Monday, July 13, 2015

Grandma Betts' Crescent Rolls

I just got a copy of the recipe from Rachael, and I'm sure that I'm not the only one who would like to have it (having very fond memories of these rolls).

2 packages (2 T.) active dry yeast
¾ cup of dry milk powder (omit if using milk instead of water)
¼ c. sugar
2 cups of warm water (or milk)
-- about 110 degrees F.
1 tsp. salt
¼ c. vegetable oil (or melted butter)
5-6 cups of flour
Melted butter

Soften yeast in warm water. Stir with a fork after about 7-10 minutes and add dry milk powder, sugar, salt, and oil (or butter). Slowly add flour and mix with dough hook of electric mixer. Continue to add flour until mixture pulls away from the sides of the bowl. You may need a little extra flour, but the dough should be soft and slightly sticky. Knead in machine for about 8 more minutes. Spray the dough with a little olive oil and cover the plastic wrap. Then, place bowl in a warm place and allow the dough to rise for about an hour, or until double in bulk.

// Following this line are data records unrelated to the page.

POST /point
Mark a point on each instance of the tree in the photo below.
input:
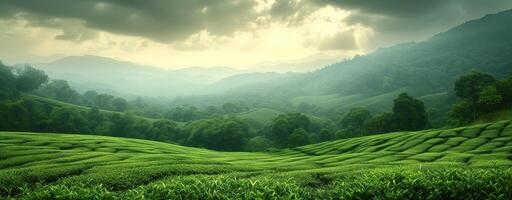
(94, 119)
(30, 78)
(227, 134)
(462, 112)
(103, 101)
(504, 89)
(489, 99)
(380, 124)
(409, 113)
(470, 85)
(6, 77)
(119, 104)
(299, 137)
(59, 90)
(355, 119)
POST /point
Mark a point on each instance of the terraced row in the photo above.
(120, 164)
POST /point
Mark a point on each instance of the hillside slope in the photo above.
(63, 164)
(426, 67)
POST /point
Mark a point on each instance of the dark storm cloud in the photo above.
(340, 41)
(176, 20)
(398, 8)
(405, 20)
(160, 20)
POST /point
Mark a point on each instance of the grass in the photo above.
(263, 117)
(464, 163)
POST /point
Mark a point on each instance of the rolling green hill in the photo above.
(461, 163)
(262, 117)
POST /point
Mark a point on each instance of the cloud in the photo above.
(344, 40)
(404, 20)
(160, 20)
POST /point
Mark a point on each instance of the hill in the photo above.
(126, 78)
(460, 163)
(421, 68)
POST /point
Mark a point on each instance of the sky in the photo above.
(234, 33)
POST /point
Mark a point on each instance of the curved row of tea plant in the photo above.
(463, 163)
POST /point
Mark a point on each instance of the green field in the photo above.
(260, 118)
(379, 103)
(462, 163)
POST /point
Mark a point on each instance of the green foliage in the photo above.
(437, 164)
(298, 137)
(355, 119)
(284, 125)
(258, 143)
(481, 94)
(228, 134)
(29, 78)
(408, 114)
(470, 86)
(380, 124)
(59, 90)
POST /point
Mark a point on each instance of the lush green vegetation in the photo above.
(460, 163)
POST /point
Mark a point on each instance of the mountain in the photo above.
(130, 79)
(420, 68)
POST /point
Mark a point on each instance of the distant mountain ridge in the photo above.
(424, 67)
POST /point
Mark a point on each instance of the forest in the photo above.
(406, 109)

Grease two large cookie sheets. Punch dough down and divide into two equal parts. Turn one part out onto floured surface and roll into a 12 inch circle. Brush the circle of dough with melted butter and cut into 12 equal wedges with a pizza cutter. Starting from the large end, roll each wedge into a crescent and pinch the pointed end under the roll as you place it onto the cookie sheet, leaving space to allow for rolls to double in size. Brush the tops of the rolls with melted butter. Repeat process with second half of the dough.

Preheat oven to 400 degrees after rolls have been rising for about 20 minutes. After they have doubled in size, bake in preheated oven for about 12-15 minutes. I bake one pan at a time and watch them to see how they are browning. Adjust time as needed. Sometimes you will need to bake slightly longer for rolls to achieve the desired color.